Kissmycousinkate · 06/10/2020 21:37

You can close down the accounts with a death certificate and you signing to say you are next if kin, as long as the balance is below a certain(high figure) it's done there and then

copperoliver · 06/10/2020 22:13

I'd never forgive him. X

copperoliver · 06/10/2020 22:16

I'd go to the police too. X

Lollypop4 · 06/10/2020 22:19

cut him off but if he has stolen your mothers money and possesions, I would call the police.

1Morewineplease · 06/10/2020 22:22

Please put aside how busy you are and set probate in action.
You cannot leave this situation in limbo until you feel like it.
Costs will accumulate.

Proudboomer · 06/10/2020 22:35

There mignt not a be Need for probate if the house was already owned by your dad and there is only relatively low amounts in out assets.

In which case he could close the bank accounts and as long as he distributes the proceeds according to any will he has not committed any offence.

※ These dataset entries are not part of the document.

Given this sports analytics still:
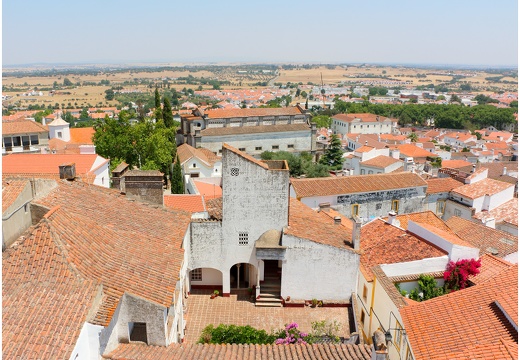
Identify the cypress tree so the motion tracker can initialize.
[163,96,173,128]
[171,155,184,194]
[155,88,163,121]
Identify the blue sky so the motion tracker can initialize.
[2,0,518,66]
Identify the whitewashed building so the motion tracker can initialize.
[290,172,427,222]
[177,105,316,157]
[186,144,359,302]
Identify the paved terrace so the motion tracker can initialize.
[184,290,351,343]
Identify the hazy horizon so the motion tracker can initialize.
[2,0,518,68]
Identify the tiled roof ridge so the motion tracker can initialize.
[222,143,269,170]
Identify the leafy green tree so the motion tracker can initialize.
[163,96,174,128]
[450,94,460,103]
[320,134,343,170]
[155,88,163,121]
[171,155,184,194]
[408,132,418,142]
[105,89,115,101]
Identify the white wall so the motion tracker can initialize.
[408,221,480,262]
[381,255,449,277]
[281,235,359,300]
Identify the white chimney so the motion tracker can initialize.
[352,215,362,250]
[386,210,397,225]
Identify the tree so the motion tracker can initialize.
[320,134,343,170]
[155,88,163,120]
[450,94,460,103]
[105,89,115,101]
[163,96,174,128]
[171,155,184,194]
[408,132,418,142]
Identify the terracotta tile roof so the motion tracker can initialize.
[426,177,463,194]
[360,155,402,169]
[200,124,311,136]
[470,254,513,284]
[163,194,205,213]
[397,144,435,158]
[332,113,391,122]
[2,221,98,359]
[2,119,49,135]
[194,181,222,200]
[2,154,108,176]
[104,344,371,360]
[446,216,518,258]
[285,198,354,251]
[177,144,220,166]
[205,106,302,119]
[222,143,269,170]
[473,198,518,227]
[360,219,447,281]
[69,127,96,145]
[291,172,427,199]
[355,145,374,153]
[399,265,518,359]
[383,210,453,234]
[432,339,518,360]
[206,197,222,221]
[2,178,29,213]
[459,161,518,182]
[442,160,473,170]
[451,178,514,199]
[34,181,190,325]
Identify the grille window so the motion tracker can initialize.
[238,232,249,245]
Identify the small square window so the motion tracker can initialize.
[190,268,202,281]
[238,232,249,245]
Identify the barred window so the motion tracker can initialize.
[238,232,249,245]
[190,268,202,281]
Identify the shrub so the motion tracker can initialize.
[197,324,284,344]
[444,259,480,292]
[275,323,309,345]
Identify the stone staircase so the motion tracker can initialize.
[255,269,282,307]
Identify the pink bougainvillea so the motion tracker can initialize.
[444,259,480,291]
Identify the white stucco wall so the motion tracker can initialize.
[281,235,359,300]
[200,128,315,157]
[69,322,103,360]
[381,255,449,277]
[408,221,480,262]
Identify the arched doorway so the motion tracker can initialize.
[229,263,255,289]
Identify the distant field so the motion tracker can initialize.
[2,66,518,107]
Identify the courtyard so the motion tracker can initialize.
[184,290,351,343]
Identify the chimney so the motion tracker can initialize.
[318,203,330,211]
[59,163,76,180]
[370,330,388,360]
[352,215,361,250]
[386,210,397,225]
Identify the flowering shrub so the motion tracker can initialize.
[444,259,480,292]
[275,323,309,345]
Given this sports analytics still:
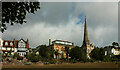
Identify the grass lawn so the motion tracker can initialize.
[2,62,120,68]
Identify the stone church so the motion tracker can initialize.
[82,16,94,59]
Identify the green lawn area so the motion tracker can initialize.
[3,62,120,68]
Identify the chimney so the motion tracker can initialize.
[49,39,51,46]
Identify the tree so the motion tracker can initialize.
[55,50,59,59]
[90,47,105,61]
[70,46,86,61]
[65,46,70,60]
[0,2,40,32]
[112,42,119,46]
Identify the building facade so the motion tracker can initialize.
[104,46,120,55]
[82,16,94,58]
[49,40,74,59]
[1,39,29,57]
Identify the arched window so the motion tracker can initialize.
[5,42,8,45]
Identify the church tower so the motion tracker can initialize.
[82,16,93,58]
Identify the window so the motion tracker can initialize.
[10,42,13,46]
[5,42,8,45]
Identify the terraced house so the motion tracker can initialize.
[49,40,74,59]
[0,39,29,57]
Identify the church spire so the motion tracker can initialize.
[83,16,90,45]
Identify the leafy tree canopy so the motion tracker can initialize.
[0,2,40,32]
[70,46,86,61]
[38,45,49,58]
[90,47,105,60]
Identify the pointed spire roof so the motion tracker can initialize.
[83,16,89,44]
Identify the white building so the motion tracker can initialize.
[104,46,120,55]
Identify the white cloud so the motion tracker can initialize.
[3,2,118,47]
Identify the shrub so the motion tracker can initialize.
[49,60,57,64]
[17,56,23,60]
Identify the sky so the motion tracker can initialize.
[2,2,118,48]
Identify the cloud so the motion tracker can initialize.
[3,2,118,47]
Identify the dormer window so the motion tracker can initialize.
[5,42,8,45]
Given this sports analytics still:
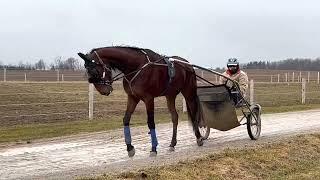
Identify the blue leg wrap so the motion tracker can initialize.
[150,129,158,148]
[123,126,131,144]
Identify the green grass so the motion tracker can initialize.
[0,82,320,143]
[82,134,320,180]
[0,113,187,143]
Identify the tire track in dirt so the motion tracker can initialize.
[0,110,320,179]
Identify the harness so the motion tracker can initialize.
[94,49,175,95]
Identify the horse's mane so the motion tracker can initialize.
[90,45,147,53]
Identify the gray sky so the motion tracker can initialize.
[0,0,320,67]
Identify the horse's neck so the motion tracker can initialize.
[103,48,146,74]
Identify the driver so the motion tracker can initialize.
[220,58,248,101]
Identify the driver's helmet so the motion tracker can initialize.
[227,58,239,74]
[227,58,239,67]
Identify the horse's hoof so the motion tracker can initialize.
[197,137,203,146]
[128,148,136,157]
[150,151,157,157]
[169,146,176,152]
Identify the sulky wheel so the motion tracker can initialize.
[247,108,261,140]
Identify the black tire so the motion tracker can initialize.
[247,108,261,140]
[199,126,210,140]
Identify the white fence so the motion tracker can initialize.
[0,79,320,124]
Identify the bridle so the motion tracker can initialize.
[87,51,113,87]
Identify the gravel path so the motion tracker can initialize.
[0,110,320,179]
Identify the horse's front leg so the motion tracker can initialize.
[123,95,139,157]
[145,98,158,156]
[166,96,178,151]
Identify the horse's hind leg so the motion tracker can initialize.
[123,95,139,157]
[182,91,203,146]
[144,97,158,156]
[166,95,178,151]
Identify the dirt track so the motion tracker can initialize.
[0,110,320,179]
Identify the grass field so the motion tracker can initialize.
[82,134,320,180]
[0,82,320,143]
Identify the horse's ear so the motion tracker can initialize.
[78,52,90,61]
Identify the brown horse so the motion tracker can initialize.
[78,46,203,157]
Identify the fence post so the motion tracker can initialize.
[182,98,187,113]
[250,79,254,104]
[89,83,94,120]
[3,68,7,82]
[285,73,288,82]
[301,78,306,104]
[298,71,302,82]
[292,72,294,82]
[57,69,59,82]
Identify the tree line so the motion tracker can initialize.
[0,57,83,70]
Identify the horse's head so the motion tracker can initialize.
[78,53,113,96]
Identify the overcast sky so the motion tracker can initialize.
[0,0,320,67]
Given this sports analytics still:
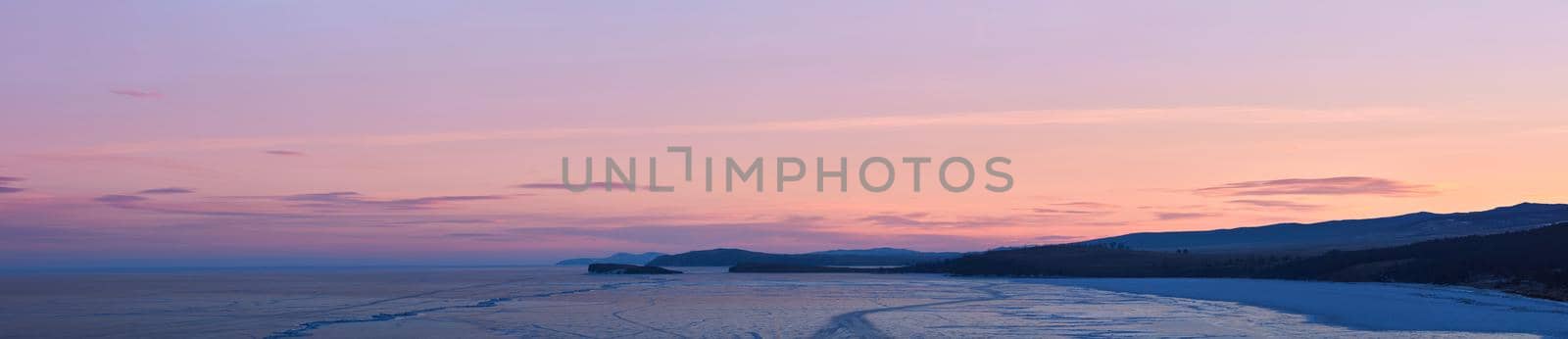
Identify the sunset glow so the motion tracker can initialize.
[0,2,1568,266]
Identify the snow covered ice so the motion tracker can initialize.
[0,266,1568,337]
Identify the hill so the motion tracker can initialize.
[1084,203,1568,255]
[648,248,959,266]
[555,253,663,266]
[1260,222,1568,300]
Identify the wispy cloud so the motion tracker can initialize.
[1195,175,1437,196]
[1226,199,1323,211]
[0,175,22,195]
[1051,201,1116,209]
[64,107,1419,154]
[1029,209,1100,214]
[108,89,163,99]
[136,187,196,195]
[277,191,507,211]
[1035,235,1084,243]
[92,195,147,204]
[513,182,648,191]
[1154,212,1220,219]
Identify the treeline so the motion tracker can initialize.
[900,222,1568,300]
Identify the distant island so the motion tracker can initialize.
[605,203,1568,302]
[1084,203,1568,255]
[588,264,682,274]
[555,253,663,266]
[648,248,962,266]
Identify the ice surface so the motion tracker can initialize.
[0,266,1568,337]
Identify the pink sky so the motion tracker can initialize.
[0,2,1568,266]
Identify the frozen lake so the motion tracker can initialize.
[0,266,1568,337]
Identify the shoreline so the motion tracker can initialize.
[1028,278,1568,337]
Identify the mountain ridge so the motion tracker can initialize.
[1080,203,1568,253]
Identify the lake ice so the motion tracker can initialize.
[0,266,1568,337]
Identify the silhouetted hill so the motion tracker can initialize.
[906,245,1292,278]
[1084,203,1568,255]
[555,253,663,266]
[648,248,958,266]
[588,264,682,274]
[806,248,962,259]
[1262,222,1568,300]
[921,222,1568,300]
[729,263,891,273]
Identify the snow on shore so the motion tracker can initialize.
[1035,278,1568,337]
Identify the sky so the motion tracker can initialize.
[0,0,1568,266]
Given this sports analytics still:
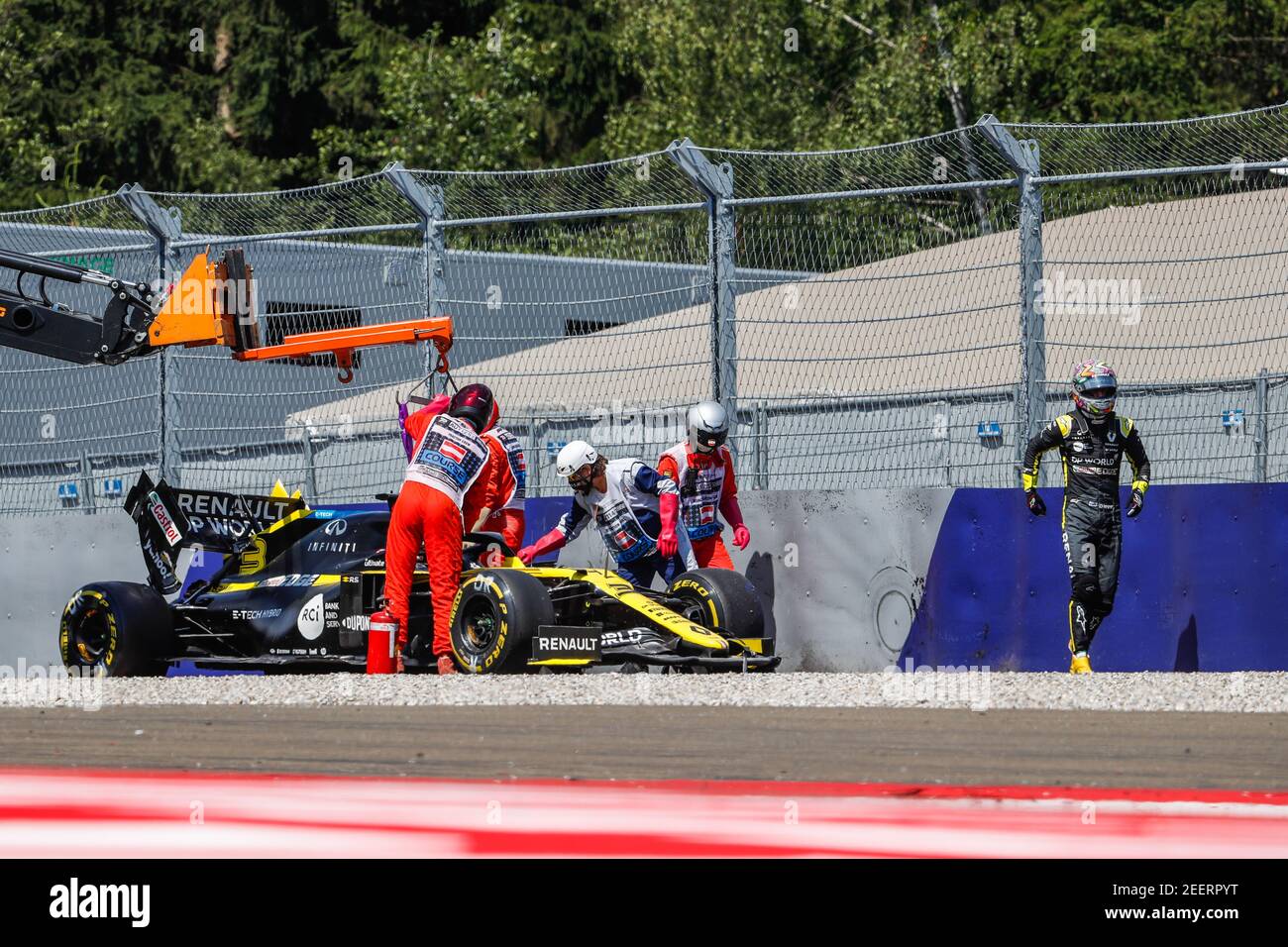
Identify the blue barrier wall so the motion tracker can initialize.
[901,483,1288,672]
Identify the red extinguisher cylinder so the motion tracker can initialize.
[368,608,398,674]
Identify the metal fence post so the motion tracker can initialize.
[300,424,318,504]
[116,184,183,483]
[81,451,95,514]
[383,161,447,374]
[975,115,1046,476]
[666,138,738,423]
[1254,368,1270,483]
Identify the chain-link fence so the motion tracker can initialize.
[0,107,1288,511]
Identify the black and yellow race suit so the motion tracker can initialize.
[1024,411,1149,651]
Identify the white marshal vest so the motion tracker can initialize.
[407,415,489,506]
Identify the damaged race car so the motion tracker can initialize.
[58,474,781,677]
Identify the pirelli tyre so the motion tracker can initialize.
[667,570,773,653]
[58,582,175,678]
[452,570,555,674]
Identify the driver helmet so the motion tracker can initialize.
[690,401,729,454]
[555,441,606,493]
[447,384,496,434]
[1073,359,1118,417]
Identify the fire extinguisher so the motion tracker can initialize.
[368,605,398,674]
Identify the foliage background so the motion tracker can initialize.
[0,0,1288,209]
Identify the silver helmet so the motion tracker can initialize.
[555,441,604,493]
[690,401,729,454]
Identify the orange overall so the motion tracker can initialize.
[385,406,496,656]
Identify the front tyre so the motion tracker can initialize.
[452,570,555,674]
[58,582,175,678]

When my husband died most of our assets were jointly held but he did have a couple of sole named banks accounts with just under 10k in them. There was no will and I just took a copy of the death certificate along with our marriage certificate into the banks and closed the accounts.

HibiscusNell · 06/10/2020 22:46

Did you discuss moving into your fathers house with your brother? The fact you wanted to live their long term would have made him think you were trying to claim the house for yourself. I think most people would have felt nervous of what your intentions were.

Saz12 · 06/10/2020 22:50

If your DM left everything to your Dad, then your Dad can choose to give it to anyone, either now or when he dies. It isn’t yours and you’ve no claim to it.

Sorry, but as unfair as it feels to you, if your Dad chooses to let your brother have the money or house or whatever else, then he has every right to do so.

MrsClatterbuck · 06/10/2020 23:14

The fact one bank refused to close an account would indicate that it holds a good amount of funds. I would guess over 25k. They would have asked for a copy of probate which would have the will attached which would state who the executors are. You need to speak to the solicitor.